Paul Krugman, a Nobel Prize-winning Princeton economics professor, wrote a blog for the New York Times accusing the Newsweek cover story of being unethical.
“There are multiple errors and misrepresentations in Niall Ferguson’s cover story in Newsweek — I guess they don’t do fact-checking — but this is the one that jumped out at me,” Ferguson wrote.
He then cites a passage that implies President Obama’s Affordable Care Act, also known as Obamacare, will cost the nation’s deficit $1.2 trillion.
He continued:
“Readers are no doubt meant to interpret this as saying that CBO found that the Act will increase the deficit. But anyone who actually read, or even skimmed, the CBO report knows that it found that the ACA would reduce, not increase, the deficit — because the insurance subsidies were fully paid for.”

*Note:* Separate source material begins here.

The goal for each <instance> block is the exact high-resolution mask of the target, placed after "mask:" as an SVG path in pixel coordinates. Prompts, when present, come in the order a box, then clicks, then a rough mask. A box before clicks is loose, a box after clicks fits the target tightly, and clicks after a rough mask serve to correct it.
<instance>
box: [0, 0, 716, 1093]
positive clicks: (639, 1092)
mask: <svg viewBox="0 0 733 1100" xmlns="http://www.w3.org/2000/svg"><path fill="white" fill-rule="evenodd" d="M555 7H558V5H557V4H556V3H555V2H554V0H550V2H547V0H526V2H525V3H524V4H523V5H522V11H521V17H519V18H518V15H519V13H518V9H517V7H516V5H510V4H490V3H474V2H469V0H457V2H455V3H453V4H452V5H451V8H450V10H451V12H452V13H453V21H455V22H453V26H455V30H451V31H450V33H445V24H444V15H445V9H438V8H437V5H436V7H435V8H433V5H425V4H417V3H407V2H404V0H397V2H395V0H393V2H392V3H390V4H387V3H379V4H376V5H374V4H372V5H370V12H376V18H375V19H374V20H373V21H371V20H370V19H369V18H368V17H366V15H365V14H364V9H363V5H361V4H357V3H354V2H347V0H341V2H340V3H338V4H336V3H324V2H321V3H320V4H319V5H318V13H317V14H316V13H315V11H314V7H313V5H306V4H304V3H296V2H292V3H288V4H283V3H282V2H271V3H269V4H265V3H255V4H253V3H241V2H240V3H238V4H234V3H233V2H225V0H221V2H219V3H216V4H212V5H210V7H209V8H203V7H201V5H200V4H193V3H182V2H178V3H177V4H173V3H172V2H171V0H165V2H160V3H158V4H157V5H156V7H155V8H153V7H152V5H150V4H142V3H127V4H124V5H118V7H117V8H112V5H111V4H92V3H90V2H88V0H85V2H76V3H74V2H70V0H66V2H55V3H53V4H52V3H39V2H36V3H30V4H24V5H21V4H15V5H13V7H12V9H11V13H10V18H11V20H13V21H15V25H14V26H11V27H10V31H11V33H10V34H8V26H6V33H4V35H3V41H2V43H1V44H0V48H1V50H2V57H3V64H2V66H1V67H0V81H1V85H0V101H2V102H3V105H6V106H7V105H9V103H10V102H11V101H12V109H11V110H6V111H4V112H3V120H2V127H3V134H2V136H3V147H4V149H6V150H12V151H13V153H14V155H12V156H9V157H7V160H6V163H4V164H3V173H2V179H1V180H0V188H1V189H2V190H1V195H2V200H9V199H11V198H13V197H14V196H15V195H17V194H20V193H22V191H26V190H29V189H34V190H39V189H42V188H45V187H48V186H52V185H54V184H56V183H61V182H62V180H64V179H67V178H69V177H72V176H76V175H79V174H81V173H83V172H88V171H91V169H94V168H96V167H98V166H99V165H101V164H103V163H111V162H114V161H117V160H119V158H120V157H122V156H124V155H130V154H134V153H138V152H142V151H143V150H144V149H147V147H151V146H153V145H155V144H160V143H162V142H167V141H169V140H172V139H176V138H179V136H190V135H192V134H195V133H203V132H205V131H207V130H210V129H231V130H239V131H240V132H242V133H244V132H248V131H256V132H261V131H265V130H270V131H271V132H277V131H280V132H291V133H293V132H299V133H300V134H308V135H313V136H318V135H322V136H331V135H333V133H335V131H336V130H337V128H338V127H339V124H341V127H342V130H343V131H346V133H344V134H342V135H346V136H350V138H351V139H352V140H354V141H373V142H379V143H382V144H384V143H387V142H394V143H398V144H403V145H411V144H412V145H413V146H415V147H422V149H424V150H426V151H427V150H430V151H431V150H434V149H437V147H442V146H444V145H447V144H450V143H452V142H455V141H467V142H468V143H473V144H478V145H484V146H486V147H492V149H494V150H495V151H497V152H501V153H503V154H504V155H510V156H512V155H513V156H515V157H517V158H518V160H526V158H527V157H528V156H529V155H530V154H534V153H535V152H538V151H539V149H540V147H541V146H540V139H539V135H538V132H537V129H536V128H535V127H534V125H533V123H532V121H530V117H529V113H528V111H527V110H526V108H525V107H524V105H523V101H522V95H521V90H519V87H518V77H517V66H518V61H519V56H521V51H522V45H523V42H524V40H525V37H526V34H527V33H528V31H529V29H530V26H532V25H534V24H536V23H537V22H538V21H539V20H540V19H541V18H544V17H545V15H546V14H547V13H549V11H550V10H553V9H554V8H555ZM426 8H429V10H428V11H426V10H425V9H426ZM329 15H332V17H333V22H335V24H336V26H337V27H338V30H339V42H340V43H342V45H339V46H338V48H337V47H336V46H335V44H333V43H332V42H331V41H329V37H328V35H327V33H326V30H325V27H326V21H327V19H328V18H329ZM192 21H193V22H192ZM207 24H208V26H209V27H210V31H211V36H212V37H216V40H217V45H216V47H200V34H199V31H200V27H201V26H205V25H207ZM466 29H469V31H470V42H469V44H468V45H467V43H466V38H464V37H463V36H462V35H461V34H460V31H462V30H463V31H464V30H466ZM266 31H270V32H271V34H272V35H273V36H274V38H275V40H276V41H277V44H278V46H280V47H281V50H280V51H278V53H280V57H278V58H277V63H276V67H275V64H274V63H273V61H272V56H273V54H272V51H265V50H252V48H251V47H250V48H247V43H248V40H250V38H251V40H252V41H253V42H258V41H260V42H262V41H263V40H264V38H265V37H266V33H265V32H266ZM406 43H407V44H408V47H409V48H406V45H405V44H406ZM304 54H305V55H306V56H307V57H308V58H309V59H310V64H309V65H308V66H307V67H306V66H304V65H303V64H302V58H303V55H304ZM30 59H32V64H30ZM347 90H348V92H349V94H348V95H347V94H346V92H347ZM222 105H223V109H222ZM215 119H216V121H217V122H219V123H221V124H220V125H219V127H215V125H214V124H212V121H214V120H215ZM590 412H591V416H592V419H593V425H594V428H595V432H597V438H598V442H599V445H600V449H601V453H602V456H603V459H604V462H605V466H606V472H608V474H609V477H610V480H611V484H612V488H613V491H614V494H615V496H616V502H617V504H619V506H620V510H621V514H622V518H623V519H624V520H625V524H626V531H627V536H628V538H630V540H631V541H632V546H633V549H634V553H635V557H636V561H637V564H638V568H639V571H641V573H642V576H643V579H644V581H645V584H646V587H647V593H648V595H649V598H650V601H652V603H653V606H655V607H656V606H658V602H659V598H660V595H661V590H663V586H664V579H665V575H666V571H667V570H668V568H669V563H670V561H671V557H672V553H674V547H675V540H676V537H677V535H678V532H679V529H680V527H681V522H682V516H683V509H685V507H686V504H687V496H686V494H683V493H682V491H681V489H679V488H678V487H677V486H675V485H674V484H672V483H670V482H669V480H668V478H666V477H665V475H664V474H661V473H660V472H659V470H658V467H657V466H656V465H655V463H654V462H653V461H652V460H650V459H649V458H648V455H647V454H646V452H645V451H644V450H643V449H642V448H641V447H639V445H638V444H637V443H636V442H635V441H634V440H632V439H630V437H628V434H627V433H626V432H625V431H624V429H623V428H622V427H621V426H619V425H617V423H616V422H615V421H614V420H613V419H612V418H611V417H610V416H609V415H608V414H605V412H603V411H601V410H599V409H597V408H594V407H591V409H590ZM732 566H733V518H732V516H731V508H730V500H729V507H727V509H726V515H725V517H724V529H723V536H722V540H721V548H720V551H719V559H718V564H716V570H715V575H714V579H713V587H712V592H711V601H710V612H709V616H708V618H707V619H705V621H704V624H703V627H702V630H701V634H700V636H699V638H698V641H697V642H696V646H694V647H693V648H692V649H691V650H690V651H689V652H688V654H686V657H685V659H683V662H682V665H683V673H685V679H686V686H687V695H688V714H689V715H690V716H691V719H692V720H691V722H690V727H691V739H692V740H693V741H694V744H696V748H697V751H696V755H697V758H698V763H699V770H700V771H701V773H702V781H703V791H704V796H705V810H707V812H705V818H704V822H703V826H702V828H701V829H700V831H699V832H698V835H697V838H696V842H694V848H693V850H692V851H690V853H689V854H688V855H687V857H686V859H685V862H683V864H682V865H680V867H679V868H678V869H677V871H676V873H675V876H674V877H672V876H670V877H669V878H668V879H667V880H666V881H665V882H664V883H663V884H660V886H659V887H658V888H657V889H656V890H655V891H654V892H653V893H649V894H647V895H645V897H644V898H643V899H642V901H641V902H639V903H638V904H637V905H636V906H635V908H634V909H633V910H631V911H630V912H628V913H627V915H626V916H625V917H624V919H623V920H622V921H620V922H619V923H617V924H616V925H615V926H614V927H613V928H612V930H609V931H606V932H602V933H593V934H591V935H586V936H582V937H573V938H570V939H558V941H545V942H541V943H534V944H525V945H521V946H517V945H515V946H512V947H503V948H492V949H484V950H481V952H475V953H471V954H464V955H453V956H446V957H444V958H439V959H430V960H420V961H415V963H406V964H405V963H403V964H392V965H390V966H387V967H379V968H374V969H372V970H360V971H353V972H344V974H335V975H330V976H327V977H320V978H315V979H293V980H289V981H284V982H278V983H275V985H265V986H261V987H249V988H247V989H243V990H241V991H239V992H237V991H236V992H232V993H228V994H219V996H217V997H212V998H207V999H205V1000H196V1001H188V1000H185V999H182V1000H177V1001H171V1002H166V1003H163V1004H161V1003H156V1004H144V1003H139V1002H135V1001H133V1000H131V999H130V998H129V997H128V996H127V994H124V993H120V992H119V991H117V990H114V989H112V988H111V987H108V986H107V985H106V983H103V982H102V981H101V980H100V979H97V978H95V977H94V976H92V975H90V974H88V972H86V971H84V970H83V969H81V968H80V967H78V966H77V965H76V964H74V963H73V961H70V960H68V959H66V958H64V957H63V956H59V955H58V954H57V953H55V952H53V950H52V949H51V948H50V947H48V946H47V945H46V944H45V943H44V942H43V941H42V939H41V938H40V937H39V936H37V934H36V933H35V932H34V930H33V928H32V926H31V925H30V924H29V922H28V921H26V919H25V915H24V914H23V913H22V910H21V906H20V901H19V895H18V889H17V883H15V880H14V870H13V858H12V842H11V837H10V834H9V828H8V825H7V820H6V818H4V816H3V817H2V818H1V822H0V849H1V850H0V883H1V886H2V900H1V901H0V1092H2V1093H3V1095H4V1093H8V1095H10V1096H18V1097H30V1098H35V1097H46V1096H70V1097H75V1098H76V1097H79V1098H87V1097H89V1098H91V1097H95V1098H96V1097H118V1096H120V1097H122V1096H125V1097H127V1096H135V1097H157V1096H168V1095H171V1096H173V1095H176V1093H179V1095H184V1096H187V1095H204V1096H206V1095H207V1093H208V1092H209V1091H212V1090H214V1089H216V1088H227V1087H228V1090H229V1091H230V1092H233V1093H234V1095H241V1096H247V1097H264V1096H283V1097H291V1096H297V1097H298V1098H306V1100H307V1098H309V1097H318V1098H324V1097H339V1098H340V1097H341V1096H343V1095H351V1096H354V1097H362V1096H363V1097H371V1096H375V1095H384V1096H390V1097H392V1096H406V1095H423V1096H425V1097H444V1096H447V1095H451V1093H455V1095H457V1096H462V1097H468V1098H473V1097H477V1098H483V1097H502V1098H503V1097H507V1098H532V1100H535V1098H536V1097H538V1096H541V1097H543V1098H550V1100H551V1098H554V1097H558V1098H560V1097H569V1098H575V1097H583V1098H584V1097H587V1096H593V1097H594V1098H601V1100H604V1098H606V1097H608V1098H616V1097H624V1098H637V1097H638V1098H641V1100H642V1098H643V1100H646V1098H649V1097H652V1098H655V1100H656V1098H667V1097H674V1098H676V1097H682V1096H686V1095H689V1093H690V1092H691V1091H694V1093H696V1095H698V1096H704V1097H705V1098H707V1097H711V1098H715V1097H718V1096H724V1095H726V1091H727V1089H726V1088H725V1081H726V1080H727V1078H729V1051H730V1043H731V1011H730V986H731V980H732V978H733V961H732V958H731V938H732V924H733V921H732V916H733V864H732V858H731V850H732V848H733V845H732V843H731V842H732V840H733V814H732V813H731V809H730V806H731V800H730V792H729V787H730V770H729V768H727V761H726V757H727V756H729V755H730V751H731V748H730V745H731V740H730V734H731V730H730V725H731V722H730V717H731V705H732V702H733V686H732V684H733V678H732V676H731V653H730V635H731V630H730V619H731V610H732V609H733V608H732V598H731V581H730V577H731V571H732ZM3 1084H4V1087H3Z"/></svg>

Long story short, Krugman claims the Newsweek story is outright wrong, that Ferguson is simply misrepresenting the facts.
The Huffington Post reports that Ferguson and Krugman have been bashing each other in public for years. Ferguson, who is Harvard history professor in addition to his column writing, claims that Obama’s broken promises and inability to fix the economic crisis should cost him the election against Mitt Romney.
Ferguson responded to Krugman’s claims in a Newsweek blog post, saying the CBO report did acknowledge that the ACA will cost the government money and finished with a snarky reply.
“Thanks for trying, Paul,” Ferguson wrote.
The Newsweek cover in question is for the August 27 edition, on stands now.